# SA Exclusive - Joyetech eVic VT First Impressions



## Philip Dunkley (4/6/15)

HI All

Thanks to Eciggies, we have secured a Sample of the new Joyetech eVic VT Mod and matching Atty, to do a review on. We have decided, as many people are waiting for this one, and are wondering if the wait is worth it, to do a first impressions look at this device.

So far so good, although it looks like I have a dud Ti Coil, as it works for a little bit, and then loses complete falvour after 10 minutes. As soon as I clean it in the Ultrasonic, it works again for 10 minutes, you get the picture.....
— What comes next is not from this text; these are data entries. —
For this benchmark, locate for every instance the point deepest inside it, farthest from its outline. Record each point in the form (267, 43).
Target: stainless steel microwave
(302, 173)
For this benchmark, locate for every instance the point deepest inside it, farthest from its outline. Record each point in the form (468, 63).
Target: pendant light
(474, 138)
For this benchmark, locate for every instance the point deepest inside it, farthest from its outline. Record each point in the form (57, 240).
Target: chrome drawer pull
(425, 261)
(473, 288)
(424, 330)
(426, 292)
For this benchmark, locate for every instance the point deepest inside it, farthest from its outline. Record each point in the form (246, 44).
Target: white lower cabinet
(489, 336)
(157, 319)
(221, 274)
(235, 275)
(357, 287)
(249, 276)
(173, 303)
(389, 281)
And a massive thank you to @Dragon and Eciggies for putting their faith in us to preview and review this device, you guys rock!!!
We will have a full review up in the next video, which should be coming in the next few days!!

Video can be found here:

Reactions: Like 4 | Winner 2


----------



## Rob Fisher (4/6/15)

Nice one Philly Willy!


----------



## LandyMan (4/6/15)

Hey boys!
I am at work, so can't watch the video now ... what is the outcome/verdict on this device?


----------



## johan (4/6/15)

LandyMan said:


> Hey boys!
> I am at work, so can't watch the video now ... what is the outcome/verdict on this device?



Get one!

Reactions: Agree 1


----------



## LandyMan (4/6/15)

johan said:


> Get one!


LOL @johan ... that's my line of thinking in any case ...


----------



## johan (4/6/15)

LandyMan said:


> LOL @johan ... that's my line of thinking in any case ...



Great minds ...... - no, the verdict is good, if you want to go TC.


----------



## LandyMan (4/6/15)

johan said:


> Great minds ...... - no, the verdict is good, if you want to go TC.


I've got a SX Mini incoming, but would love this as a backup to the SX Mini.

Reactions: Agree 1


----------



## johan (4/6/15)

LandyMan said:


> I've got a SX Mini incoming, but would love this as a backup to the SX Mini.



Then I'll stick to: "Get one!"

Reactions: Funny 1


----------



## LandyMan (4/6/15)

johan said:


> Then I'll stick to: "Get one!"


Cool, then I'll "Get one!" 
Bunch of Smoks up for sale shortly ... hehehe

Reactions: Like 1


----------



## Jakey (4/6/15)

@Juntau


----------



## free3dom (4/6/15)

johan said:


> Then I'll stick to: "Get one!"



Your first instincts are usually correct

Reactions: Agree 1


----------



## Philip Dunkley (4/6/15)

Oooooh, I've been playing more, Get One is about the right notion!!!


----------



## Genosmate (4/6/15)

johan said:


> Great minds ...... - no, the verdict is good, if you want to go TC.


Even I want one Johan and I can't operate anything other than a Reo


----------



## johan (4/6/15)

Genosmate said:


> Even I want one Johan and I can't operate anything other than a Reo



Suggest you and I stick to Reos  - we don't like disappointments.


----------



## Genosmate (4/6/15)

johan said:


> Suggest you and I stick to Reos  - we don't like disappointments.


You are probably right Johan,but I think I should see what all the fuss is about.Will probably be in the classifieds after about 48 hours though

Reactions: Agree 1 | Funny 1


----------